LG’s LN800 asks for a premium price for a GPS-only unit, but only just backs that up in a features sense. The light sensor is a neat touch for working out when to drop into night mode, and we do like the automatically sensing standby power option, but in almost every other aspect of its operation, we found the LN800 sorely lacking.
Despite using the same core components – most notably the SiRFStar III GPS chipset – as every other major GPS player in the market today, the LN800 was noticeably sluggish and erratic when it came to acquiring a GPS lock on our test vehicle. Perhaps if we were driving through an earthquake, bouncing around the road, we might have been accurately represented on the LN800’s display – but suffice to say, we weren’t.
That same feeling of lethargy hit us whenever we had to use the LN800’s menu structures, which are slow and don’t allow you to filter Australian results by state – although you can do either a city/street or street/city search, which is a nice touch. Likewise, if we veered off the proscribed path, the LN800 took longer than we’d like to come up with an alternative path. Like many GPS units, we found the unit trying to send us through more than a few prohibited turns; it uses the same Sensis map data as the majority, and had largely the same errors we’d seen before.
The light sensor on the LN800 is a nice touch; it automatically adjusts the display colour scheme if it works out it’s getting dark to a high-contrast blue scheme. It’s worth noting that you can trip this going under large bridges or into carparks.
The much-vaunted text-to-speech capability should work well – the basic phrases and the way it tells you to navigate are sound – but sadly, the actual sounds themselves aren’t. We’ve heard better speech samples coming out of an Apple II, circa 1983 – and that’s just for basic words such as “left” or “right”, or the LN800’s own unique interpretation of a roundabout, which is, for the record, “traffic circle”.

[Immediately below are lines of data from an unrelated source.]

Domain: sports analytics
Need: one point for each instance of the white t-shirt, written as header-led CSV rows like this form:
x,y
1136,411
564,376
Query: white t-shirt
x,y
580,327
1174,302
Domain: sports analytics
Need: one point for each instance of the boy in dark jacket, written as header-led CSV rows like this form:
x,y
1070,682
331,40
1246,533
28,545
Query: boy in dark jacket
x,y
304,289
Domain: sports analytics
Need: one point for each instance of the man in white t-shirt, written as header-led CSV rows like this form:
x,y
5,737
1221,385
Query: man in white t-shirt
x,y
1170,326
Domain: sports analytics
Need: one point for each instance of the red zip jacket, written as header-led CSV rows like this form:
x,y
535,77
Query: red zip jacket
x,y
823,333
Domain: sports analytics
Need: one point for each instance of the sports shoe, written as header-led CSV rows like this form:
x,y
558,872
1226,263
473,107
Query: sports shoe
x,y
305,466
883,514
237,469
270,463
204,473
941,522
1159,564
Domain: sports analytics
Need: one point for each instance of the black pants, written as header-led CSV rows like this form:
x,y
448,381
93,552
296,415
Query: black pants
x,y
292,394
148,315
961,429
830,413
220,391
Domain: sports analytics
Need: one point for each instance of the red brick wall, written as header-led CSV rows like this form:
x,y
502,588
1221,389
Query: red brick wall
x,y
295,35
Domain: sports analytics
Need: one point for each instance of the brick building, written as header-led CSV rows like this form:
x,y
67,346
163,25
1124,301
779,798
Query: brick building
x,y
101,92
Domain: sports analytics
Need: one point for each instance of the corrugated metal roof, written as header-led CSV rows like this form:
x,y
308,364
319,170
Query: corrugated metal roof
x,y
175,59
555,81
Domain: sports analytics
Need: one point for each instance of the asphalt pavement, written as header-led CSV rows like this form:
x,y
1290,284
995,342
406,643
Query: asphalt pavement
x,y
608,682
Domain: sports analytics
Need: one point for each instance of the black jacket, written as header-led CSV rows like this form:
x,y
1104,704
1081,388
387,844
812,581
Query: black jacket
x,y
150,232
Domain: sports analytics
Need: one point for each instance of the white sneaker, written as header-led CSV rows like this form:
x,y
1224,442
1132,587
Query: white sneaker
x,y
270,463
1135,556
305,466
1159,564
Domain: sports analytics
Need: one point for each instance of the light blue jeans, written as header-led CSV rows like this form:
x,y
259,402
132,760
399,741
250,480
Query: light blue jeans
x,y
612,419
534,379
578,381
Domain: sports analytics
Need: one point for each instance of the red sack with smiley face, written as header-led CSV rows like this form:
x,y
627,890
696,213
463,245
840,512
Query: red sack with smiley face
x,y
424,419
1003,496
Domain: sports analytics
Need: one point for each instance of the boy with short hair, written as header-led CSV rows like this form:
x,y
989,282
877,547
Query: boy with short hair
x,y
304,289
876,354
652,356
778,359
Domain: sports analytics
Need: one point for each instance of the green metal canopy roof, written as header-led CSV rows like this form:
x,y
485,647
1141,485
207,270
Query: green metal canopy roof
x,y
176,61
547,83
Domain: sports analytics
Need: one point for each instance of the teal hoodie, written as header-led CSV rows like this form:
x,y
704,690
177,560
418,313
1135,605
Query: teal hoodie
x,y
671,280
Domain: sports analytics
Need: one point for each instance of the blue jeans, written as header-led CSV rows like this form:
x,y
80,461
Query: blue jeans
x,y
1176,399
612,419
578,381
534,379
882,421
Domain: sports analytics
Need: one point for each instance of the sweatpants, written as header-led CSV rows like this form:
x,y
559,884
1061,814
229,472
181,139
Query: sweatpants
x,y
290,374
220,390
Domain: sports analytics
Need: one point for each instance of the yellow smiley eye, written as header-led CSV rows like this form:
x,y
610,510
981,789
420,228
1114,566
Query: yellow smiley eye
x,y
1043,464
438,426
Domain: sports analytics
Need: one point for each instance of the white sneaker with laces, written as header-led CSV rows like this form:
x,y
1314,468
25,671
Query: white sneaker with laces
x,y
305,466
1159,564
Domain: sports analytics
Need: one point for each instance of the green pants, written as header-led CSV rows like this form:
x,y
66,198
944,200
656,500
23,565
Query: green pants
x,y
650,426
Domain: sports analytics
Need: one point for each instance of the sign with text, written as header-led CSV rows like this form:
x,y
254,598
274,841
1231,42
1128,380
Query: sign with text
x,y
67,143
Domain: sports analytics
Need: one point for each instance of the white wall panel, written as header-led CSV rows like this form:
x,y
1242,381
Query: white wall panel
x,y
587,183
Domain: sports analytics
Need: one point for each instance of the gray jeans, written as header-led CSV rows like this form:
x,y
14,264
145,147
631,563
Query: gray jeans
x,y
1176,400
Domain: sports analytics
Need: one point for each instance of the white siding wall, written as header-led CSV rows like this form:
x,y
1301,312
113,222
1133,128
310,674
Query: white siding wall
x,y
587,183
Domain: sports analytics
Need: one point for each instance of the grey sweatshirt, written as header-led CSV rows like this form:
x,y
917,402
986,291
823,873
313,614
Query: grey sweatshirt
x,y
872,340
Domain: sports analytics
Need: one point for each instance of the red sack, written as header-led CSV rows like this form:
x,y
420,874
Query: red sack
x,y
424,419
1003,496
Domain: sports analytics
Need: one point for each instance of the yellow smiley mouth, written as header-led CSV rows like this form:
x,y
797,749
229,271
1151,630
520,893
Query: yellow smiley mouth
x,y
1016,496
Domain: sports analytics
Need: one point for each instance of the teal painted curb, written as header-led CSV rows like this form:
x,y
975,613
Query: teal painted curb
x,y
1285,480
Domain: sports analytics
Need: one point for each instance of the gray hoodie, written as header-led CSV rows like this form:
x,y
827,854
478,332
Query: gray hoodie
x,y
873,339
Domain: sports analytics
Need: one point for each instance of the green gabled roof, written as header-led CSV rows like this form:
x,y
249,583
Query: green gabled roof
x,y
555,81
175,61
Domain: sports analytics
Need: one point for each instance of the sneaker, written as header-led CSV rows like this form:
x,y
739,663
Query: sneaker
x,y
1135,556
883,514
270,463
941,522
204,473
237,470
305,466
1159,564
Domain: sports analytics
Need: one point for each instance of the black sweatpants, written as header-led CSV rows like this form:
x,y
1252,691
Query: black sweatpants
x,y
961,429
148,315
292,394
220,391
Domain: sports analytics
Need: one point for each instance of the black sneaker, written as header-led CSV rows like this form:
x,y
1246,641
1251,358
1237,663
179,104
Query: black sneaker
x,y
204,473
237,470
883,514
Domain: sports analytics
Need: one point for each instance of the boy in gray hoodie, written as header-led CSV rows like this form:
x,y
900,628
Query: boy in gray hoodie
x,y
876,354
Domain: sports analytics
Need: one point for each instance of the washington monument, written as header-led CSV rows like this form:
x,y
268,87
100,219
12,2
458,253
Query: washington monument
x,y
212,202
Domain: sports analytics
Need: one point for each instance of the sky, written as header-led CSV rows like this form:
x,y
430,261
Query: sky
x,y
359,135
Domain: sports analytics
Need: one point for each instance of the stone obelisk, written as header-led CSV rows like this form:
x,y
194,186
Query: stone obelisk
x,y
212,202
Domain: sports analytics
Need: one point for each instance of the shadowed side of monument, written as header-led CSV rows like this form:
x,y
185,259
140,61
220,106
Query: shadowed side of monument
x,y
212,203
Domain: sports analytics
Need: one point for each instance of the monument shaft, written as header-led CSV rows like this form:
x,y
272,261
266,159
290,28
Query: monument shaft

Give it some Australian street names, and you’ll spend half the time chortling at its appalling mispronunciations, and the other half scratching your head trying to work out which street it actually meant. Given that it tended to run slowly and erratically, we quickly gave up on the LN800’s speech capabilities, which are only available if you’re using the supposedly US English voice anyway.
The LN800 sells itself as an easy-to-use GPS system, thanks in large part to its simple design and spoken word capabilities. The reality is rather more drab; it’s a slow and not entirely reliable GPS system with woeful spoken word instructions that doesn’t live up to its asking price in the competitive GPS space.